Reinforcement Learning via Conservative Agent for Environments with Random Delays
Jongsoo Lee, Jangwon Kim, Jiseok Jeong, Soohee Han
TL;DR
This work addresses reinforcement learning under random delays that can break the Markov property by introducing a conservative agent that constructs a constant-delay surrogate using the maximum delay $\Delta_{\max}$. This enables any constant-delay RL method to be applied directly to random-delay environments without modeling the delay distribution, and it yields delay-agnostic performance as long as $\Delta_{\max}$ remains fixed. The authors provide theoretical bounds on the performance gap between policies in random-delay and constant-delay settings, and show that the conservative approach achieves near-identical performance to optimal constant-delay policies under bounded delays. Empirically, conservative-BPQL (and Conservative-VDPO) outperform state-of-the-art baselines on MuJoCo tasks with $\Delta_{\max} \in \{5,10,20\}$, demonstrating superior asymptotic performance and sample efficiency. Overall, the paper offers a practical, distribution-agnostic framework that unifies constant-delay and random-delay RL, with broad applicability to real-world delayed feedback scenarios.
Abstract
Real-world reinforcement learning applications are often hindered by delayed feedback from environments, which violates the Markov assumption and introduces significant challenges. Although numerous delay-compensating methods have been proposed for environments with constant delays, environments with random delays remain largely unexplored due to their inherent variability and unpredictability. In this study, we propose a simple yet robust agent for decision-making under random delays, termed the conservative agent, which reformulates the random-delay environment into its constant-delay equivalent.
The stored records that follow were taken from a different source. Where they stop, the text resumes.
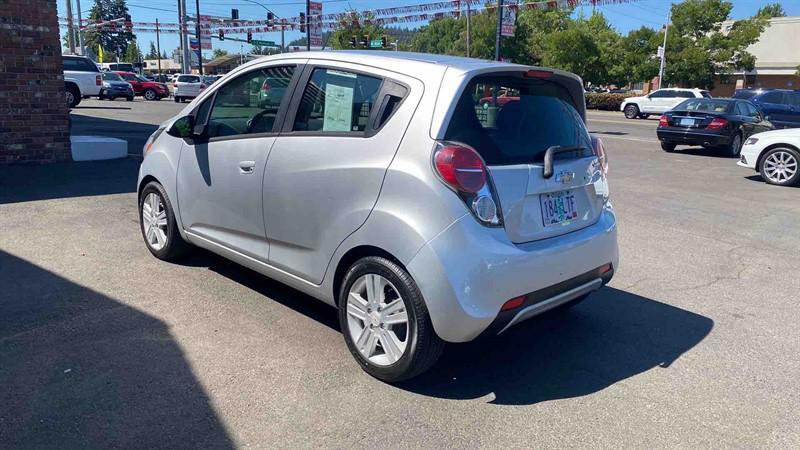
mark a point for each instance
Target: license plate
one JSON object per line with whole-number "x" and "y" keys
{"x": 558, "y": 208}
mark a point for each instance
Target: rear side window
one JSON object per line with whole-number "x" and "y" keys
{"x": 509, "y": 119}
{"x": 337, "y": 101}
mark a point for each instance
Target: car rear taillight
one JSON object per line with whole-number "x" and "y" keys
{"x": 717, "y": 123}
{"x": 462, "y": 169}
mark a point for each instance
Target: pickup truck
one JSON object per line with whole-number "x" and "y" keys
{"x": 81, "y": 79}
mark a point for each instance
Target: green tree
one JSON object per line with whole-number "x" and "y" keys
{"x": 702, "y": 48}
{"x": 771, "y": 10}
{"x": 113, "y": 40}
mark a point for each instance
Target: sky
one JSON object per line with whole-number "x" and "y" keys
{"x": 624, "y": 17}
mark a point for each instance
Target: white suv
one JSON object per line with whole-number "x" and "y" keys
{"x": 658, "y": 101}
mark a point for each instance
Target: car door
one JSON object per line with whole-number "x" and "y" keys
{"x": 325, "y": 170}
{"x": 220, "y": 176}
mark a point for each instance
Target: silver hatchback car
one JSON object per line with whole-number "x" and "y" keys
{"x": 431, "y": 199}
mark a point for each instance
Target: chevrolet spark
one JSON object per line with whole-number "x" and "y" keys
{"x": 431, "y": 199}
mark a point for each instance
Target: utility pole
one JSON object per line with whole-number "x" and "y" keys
{"x": 469, "y": 31}
{"x": 664, "y": 52}
{"x": 70, "y": 28}
{"x": 499, "y": 30}
{"x": 158, "y": 50}
{"x": 199, "y": 41}
{"x": 80, "y": 33}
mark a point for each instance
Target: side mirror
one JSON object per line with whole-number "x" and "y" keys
{"x": 183, "y": 127}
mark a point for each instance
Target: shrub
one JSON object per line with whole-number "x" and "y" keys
{"x": 605, "y": 101}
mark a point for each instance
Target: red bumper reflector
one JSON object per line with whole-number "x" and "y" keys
{"x": 515, "y": 302}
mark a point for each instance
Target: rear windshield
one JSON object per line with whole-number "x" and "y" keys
{"x": 509, "y": 119}
{"x": 704, "y": 105}
{"x": 744, "y": 94}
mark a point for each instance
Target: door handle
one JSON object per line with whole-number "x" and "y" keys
{"x": 247, "y": 167}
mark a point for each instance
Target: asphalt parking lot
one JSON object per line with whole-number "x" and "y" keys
{"x": 693, "y": 344}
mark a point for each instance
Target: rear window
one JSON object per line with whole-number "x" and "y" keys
{"x": 704, "y": 105}
{"x": 509, "y": 119}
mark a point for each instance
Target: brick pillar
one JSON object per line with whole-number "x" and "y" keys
{"x": 34, "y": 118}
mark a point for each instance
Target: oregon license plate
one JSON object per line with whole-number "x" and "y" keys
{"x": 558, "y": 208}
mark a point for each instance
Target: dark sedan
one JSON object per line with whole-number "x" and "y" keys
{"x": 723, "y": 123}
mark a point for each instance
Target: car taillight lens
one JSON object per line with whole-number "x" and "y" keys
{"x": 717, "y": 124}
{"x": 462, "y": 169}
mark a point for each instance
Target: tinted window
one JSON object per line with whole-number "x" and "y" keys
{"x": 79, "y": 64}
{"x": 514, "y": 120}
{"x": 249, "y": 103}
{"x": 337, "y": 101}
{"x": 772, "y": 97}
{"x": 704, "y": 105}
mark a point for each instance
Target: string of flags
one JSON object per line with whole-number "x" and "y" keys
{"x": 333, "y": 21}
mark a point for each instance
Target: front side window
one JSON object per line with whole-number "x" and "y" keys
{"x": 510, "y": 119}
{"x": 249, "y": 103}
{"x": 337, "y": 101}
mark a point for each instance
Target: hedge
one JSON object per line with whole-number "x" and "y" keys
{"x": 605, "y": 101}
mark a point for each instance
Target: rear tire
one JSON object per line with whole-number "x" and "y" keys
{"x": 781, "y": 167}
{"x": 363, "y": 327}
{"x": 631, "y": 112}
{"x": 158, "y": 225}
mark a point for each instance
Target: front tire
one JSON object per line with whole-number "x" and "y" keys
{"x": 781, "y": 167}
{"x": 385, "y": 322}
{"x": 631, "y": 112}
{"x": 158, "y": 225}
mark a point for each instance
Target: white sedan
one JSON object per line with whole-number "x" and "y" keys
{"x": 774, "y": 154}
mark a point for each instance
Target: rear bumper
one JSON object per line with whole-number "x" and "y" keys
{"x": 692, "y": 137}
{"x": 468, "y": 272}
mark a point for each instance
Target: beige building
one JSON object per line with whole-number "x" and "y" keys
{"x": 777, "y": 55}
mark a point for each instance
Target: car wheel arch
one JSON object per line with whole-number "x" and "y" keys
{"x": 766, "y": 150}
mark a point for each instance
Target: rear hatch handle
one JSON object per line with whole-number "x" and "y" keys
{"x": 550, "y": 153}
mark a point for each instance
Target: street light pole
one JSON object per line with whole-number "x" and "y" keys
{"x": 664, "y": 52}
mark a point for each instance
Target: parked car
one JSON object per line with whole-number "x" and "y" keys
{"x": 775, "y": 155}
{"x": 713, "y": 123}
{"x": 781, "y": 105}
{"x": 187, "y": 87}
{"x": 658, "y": 101}
{"x": 114, "y": 86}
{"x": 150, "y": 90}
{"x": 81, "y": 79}
{"x": 379, "y": 186}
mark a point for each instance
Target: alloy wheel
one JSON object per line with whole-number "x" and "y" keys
{"x": 780, "y": 166}
{"x": 377, "y": 320}
{"x": 154, "y": 221}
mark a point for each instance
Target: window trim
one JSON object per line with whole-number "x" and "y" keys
{"x": 279, "y": 117}
{"x": 297, "y": 96}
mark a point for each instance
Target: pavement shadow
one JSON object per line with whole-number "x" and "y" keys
{"x": 81, "y": 370}
{"x": 22, "y": 183}
{"x": 611, "y": 336}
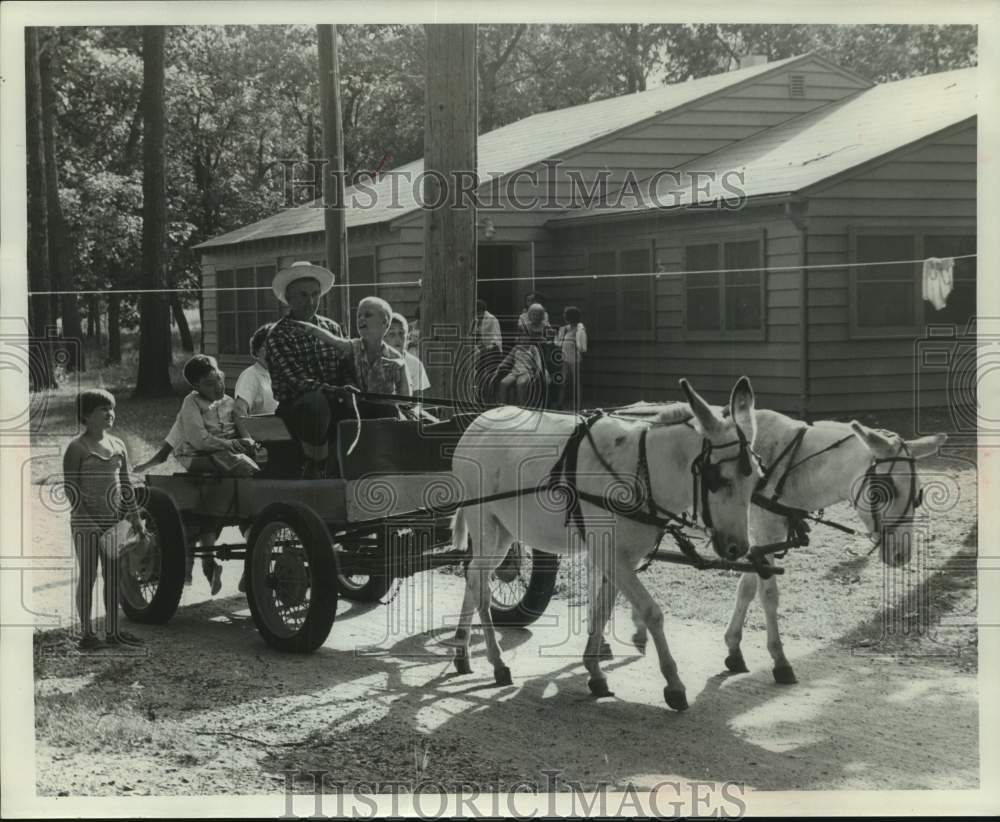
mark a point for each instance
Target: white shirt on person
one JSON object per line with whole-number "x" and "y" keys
{"x": 254, "y": 387}
{"x": 419, "y": 380}
{"x": 573, "y": 345}
{"x": 488, "y": 331}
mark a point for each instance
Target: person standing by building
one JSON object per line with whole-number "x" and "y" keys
{"x": 571, "y": 342}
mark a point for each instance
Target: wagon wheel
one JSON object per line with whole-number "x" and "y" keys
{"x": 522, "y": 585}
{"x": 291, "y": 577}
{"x": 363, "y": 587}
{"x": 153, "y": 571}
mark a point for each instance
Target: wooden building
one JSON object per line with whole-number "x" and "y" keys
{"x": 780, "y": 173}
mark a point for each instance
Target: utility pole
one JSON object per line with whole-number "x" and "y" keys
{"x": 447, "y": 303}
{"x": 333, "y": 174}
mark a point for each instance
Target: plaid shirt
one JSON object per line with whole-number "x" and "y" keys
{"x": 300, "y": 363}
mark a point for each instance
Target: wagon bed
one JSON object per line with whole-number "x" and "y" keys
{"x": 308, "y": 542}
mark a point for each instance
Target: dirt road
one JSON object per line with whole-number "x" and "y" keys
{"x": 887, "y": 695}
{"x": 211, "y": 709}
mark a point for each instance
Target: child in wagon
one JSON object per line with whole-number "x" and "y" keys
{"x": 525, "y": 360}
{"x": 96, "y": 474}
{"x": 204, "y": 439}
{"x": 397, "y": 337}
{"x": 375, "y": 366}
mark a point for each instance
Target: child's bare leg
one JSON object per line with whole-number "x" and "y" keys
{"x": 506, "y": 384}
{"x": 209, "y": 566}
{"x": 523, "y": 389}
{"x": 86, "y": 556}
{"x": 109, "y": 571}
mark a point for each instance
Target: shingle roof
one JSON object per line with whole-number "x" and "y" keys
{"x": 812, "y": 148}
{"x": 506, "y": 149}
This transformation enables any state-of-the-art constant-delay method to be directly extended to the random-delay environments without modifying the algorithmic structure or sacrificing performance. We evaluate the conservative agent-based algorithm on continuous control tasks, and empirical results demonstrate that it significantly outperforms existing baseline algorithms in terms of asymptotic performance and sample efficiency.